[feature]: Add Spark 4.0 VARIANT type and Parquet read support by oarap · Pull Request #355 · bytedance/bolt

oarap · 2026-03-06T18:55:37Z

Summary

Implements end-to-end support for the Spark 4.0 VARIANT type in Bolt — from the type system and vector representation through Parquet I/O, serialization, expression evaluation, and Arrow interop.

The VARIANT type stores semi-structured JSON-like data as two VARBINARY fields: value (binary payload) and metadata (string dictionary).

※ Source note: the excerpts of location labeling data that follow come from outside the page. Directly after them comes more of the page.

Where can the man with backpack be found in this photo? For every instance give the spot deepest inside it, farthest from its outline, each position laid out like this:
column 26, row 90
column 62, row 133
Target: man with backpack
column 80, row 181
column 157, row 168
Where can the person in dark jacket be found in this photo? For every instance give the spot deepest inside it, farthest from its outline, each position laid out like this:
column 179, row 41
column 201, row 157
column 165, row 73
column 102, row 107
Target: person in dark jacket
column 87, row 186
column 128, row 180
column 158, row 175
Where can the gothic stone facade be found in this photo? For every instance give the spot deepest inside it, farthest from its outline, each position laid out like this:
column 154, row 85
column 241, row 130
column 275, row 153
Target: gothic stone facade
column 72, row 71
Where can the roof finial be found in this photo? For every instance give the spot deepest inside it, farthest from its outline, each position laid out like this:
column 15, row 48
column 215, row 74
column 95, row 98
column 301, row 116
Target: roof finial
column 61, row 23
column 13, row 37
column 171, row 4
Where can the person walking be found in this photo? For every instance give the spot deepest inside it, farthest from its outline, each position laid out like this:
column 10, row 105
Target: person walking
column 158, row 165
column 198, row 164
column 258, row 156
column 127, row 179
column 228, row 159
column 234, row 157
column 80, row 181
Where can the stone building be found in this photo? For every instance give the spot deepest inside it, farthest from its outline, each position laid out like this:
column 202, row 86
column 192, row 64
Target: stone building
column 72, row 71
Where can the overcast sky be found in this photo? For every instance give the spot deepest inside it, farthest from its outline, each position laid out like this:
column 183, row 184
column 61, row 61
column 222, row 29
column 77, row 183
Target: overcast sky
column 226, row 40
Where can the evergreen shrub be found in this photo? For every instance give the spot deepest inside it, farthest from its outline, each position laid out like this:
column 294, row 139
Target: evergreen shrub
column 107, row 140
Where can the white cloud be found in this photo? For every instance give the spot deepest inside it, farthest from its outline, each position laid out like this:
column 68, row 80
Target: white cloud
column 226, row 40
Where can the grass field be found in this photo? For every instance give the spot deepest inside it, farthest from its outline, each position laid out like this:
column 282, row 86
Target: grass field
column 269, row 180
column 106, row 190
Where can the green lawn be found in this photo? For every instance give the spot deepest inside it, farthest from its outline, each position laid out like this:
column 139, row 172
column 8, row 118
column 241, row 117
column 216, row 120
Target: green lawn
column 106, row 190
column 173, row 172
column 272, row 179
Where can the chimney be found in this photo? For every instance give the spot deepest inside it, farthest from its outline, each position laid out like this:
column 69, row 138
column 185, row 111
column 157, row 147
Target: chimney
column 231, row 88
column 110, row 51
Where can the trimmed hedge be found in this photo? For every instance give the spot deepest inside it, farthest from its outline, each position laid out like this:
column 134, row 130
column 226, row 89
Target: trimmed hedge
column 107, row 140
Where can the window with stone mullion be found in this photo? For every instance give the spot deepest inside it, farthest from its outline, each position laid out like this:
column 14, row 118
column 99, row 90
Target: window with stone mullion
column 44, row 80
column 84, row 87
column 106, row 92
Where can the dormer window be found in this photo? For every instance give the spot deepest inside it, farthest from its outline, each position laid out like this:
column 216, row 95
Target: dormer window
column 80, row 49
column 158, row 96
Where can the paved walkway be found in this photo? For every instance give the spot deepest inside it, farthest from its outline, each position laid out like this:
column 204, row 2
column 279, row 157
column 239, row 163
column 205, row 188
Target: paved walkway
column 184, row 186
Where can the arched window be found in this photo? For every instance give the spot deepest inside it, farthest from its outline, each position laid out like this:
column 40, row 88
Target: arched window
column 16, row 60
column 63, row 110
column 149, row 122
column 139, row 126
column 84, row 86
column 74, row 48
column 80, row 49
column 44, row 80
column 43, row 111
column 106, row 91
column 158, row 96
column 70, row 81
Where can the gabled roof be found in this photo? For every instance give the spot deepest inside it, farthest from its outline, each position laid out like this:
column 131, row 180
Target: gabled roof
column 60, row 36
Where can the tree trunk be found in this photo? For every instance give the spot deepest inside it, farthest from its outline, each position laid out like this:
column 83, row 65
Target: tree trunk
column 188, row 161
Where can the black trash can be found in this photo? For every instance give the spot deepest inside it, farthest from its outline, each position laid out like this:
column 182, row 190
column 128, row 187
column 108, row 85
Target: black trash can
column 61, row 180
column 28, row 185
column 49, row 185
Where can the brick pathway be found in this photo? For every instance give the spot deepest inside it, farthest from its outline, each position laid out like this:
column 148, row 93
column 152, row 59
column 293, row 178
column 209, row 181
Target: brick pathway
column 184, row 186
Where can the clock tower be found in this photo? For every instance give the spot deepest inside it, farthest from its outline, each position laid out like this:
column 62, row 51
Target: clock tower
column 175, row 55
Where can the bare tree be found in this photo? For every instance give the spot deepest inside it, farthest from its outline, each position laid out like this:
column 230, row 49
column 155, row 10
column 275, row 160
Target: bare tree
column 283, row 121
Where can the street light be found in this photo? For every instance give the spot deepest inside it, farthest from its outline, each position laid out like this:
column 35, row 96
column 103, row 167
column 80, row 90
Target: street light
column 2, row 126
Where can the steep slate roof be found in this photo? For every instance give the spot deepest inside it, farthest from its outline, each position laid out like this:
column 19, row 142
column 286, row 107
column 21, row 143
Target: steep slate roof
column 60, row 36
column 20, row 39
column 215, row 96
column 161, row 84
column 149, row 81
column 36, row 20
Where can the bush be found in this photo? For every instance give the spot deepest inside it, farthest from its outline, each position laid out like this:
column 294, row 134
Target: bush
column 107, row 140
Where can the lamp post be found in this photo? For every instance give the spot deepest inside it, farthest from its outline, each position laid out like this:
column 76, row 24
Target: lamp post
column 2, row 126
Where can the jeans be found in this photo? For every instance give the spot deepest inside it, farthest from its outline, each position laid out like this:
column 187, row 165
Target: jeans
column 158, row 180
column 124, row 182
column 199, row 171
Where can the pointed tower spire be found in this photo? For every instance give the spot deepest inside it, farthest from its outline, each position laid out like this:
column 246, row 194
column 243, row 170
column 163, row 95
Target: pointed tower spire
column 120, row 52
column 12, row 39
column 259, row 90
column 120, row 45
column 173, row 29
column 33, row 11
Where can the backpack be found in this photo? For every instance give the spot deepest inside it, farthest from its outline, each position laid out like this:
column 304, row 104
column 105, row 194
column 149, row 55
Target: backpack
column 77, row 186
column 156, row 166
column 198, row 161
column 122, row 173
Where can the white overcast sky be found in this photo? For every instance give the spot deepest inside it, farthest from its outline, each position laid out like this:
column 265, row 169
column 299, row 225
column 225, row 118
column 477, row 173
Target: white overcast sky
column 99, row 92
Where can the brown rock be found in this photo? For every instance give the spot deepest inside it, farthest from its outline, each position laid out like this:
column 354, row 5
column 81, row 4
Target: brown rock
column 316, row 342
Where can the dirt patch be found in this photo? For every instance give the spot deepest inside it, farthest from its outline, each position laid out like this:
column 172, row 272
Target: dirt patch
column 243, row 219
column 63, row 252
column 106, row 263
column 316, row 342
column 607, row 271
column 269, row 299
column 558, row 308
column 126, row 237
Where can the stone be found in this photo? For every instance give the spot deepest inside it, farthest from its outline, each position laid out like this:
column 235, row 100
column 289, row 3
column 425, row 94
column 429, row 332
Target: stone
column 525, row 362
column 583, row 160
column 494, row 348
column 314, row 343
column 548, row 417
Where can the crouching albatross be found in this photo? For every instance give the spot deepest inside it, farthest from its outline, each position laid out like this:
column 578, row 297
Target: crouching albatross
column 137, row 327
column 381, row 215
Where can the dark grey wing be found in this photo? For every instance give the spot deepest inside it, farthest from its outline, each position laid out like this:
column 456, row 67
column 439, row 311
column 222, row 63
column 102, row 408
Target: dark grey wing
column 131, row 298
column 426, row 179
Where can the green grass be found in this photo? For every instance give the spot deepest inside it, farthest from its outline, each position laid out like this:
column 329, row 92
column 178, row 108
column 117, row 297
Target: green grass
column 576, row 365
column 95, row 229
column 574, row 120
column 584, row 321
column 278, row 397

What problem does this PR solve?

Issue Number: close #420

Type of Change

🐛 Bug fix (non-breaking change which fixes an issue)
✨ New feature (non-breaking change which adds functionality)
🚀 Performance improvement (optimization)
⚠️ Breaking change (fix or feature that would cause existing functionality to change)
🔨 Refactoring (no logic changes)
🔧 Build/CI or Infrastructure changes
📝 Documentation only

Description

Changes

Type System

Added TypeKind::VARIANT, VariantType, VariantValue (view) and OwnedVariantValue (owning) with full folly::hasher / std::hash support.
VARIANT is marked non-orderable and non-comparable — byte-level comparison does not imply semantic equality, so GROUP BY, JOIN, and ORDER BY on VARIANT are blocked at the planner level.

Vector Layer

New VariantVector (VectorEncoding::Simple::VARIANT): a BaseVector subclass backed by two child FlatVector<StringView> columns for value and metadata.
Integrated into DecodedVector, BaseVector::createInternal, VectorEncoding, and related utilities.

Parquet Reader

New VariantColumnReader (subclass of StructColumnReader) promotes STRUCT<value BINARY, metadata BINARY> Parquet columns into VariantVector outputs.
Auto-detection heuristic in getParquetColumnInfo; explicit requestedType = VARIANT always takes precedence. DWRF footer parsing deliberately does not auto-promote to avoid false positives on legitimate structs.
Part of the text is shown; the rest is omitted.